I've been to funerals where old friends meet up and catch up, with a lot of laughter in between. Mebbe its cos the family tries to lighten up the atmosphere out of courtesy. Or perhaps for them, the worst has already passed, and the funeral always takes place during the window when they're more numb to their loss. But of all pple, Joseph Sim who hardly ever displays a weak moment (except, perhaps in DotA, where he can't really help it... hehz...), his grief was written all over his face, as well as over the faces of his two sisters. It was hard to watch him struggle to keep his emotions in check as he related to us what happened, and the sorrow he tried to mask were written all over his face. It was hard not to tear a little inside, seeing him struggle to come to terms with the loss, and struggle to get a grip on himself.
I guess as I left the wake, on my way back, it finally struck me that that was really how one grieves with those who grieves. To somehow at one level be able to feel one's loss as if it were one's own, and by doing so, be able to bridge the gap between one person and another, and stand side by side to each other.
Diana even tried calling me, after which she messaged to ask how I am. Was pretty sweet of her. Perhaps I've really been sounding a little too morose lately. Quite a few have asked. I always reply that it might just be my tiredness making me more sorry for myself than usual... and yes, I really do think so.
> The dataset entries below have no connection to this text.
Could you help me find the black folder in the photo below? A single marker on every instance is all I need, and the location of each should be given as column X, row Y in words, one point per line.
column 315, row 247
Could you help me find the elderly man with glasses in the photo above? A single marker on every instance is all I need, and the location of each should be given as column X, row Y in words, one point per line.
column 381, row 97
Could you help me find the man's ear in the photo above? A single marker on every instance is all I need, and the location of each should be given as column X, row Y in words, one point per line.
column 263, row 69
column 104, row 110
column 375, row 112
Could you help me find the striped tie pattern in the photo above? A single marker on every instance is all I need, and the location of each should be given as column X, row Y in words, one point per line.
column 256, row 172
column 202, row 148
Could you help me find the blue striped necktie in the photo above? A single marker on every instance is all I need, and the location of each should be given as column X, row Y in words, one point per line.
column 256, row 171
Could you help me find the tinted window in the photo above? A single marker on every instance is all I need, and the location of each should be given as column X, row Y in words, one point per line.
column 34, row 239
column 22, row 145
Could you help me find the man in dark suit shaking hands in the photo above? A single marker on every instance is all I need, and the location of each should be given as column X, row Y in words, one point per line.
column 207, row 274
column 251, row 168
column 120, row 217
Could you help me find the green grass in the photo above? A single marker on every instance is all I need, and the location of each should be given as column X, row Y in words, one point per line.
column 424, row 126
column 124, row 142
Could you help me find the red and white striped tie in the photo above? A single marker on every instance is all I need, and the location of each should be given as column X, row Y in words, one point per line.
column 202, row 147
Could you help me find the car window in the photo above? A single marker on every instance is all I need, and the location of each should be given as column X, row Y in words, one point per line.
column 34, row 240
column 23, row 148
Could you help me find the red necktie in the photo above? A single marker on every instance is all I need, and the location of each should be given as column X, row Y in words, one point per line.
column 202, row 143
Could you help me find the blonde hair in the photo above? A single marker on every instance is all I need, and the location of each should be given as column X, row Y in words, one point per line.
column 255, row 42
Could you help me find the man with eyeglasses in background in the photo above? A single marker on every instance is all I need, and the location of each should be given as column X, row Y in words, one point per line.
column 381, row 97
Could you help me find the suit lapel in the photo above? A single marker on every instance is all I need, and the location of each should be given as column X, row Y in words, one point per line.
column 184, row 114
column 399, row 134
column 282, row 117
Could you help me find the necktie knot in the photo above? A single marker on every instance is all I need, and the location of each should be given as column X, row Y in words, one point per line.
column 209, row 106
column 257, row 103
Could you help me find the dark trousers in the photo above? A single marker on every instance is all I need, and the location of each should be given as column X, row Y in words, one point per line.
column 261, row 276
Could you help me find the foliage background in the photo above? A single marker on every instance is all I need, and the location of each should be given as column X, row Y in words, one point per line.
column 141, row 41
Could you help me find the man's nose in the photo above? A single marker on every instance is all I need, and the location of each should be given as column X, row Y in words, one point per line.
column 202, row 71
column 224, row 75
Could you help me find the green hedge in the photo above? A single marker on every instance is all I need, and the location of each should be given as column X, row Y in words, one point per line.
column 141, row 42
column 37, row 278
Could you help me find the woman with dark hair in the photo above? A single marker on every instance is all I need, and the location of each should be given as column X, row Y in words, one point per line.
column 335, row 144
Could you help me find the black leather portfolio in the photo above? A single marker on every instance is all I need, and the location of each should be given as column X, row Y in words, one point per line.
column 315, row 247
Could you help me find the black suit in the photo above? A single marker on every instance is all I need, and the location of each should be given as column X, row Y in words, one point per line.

I'm actually really alright in many ways. Yet on the other hand, with everything that's going around me, not even counting what's going on inside me... perhaps I really am right to withdraw and take time out to sort myself out. if I had maniacally gone on as I always did, this week would really have killed me. My time inside my shell now puts me in the right place to reach out to those around me.
Work's been pretty goos to me so far. Am having fun somehow, despipte the rather dry and repetitive task. Made a good fren, and we help each other stay awake and chat away our time. Too tired to say more abt the job already.
Another time perhaps.
I've been the king, I've been the clown. Now broken wings can't hold me down. I'm free again. The jester with the broken crown, it won't be me this time around to love in vain.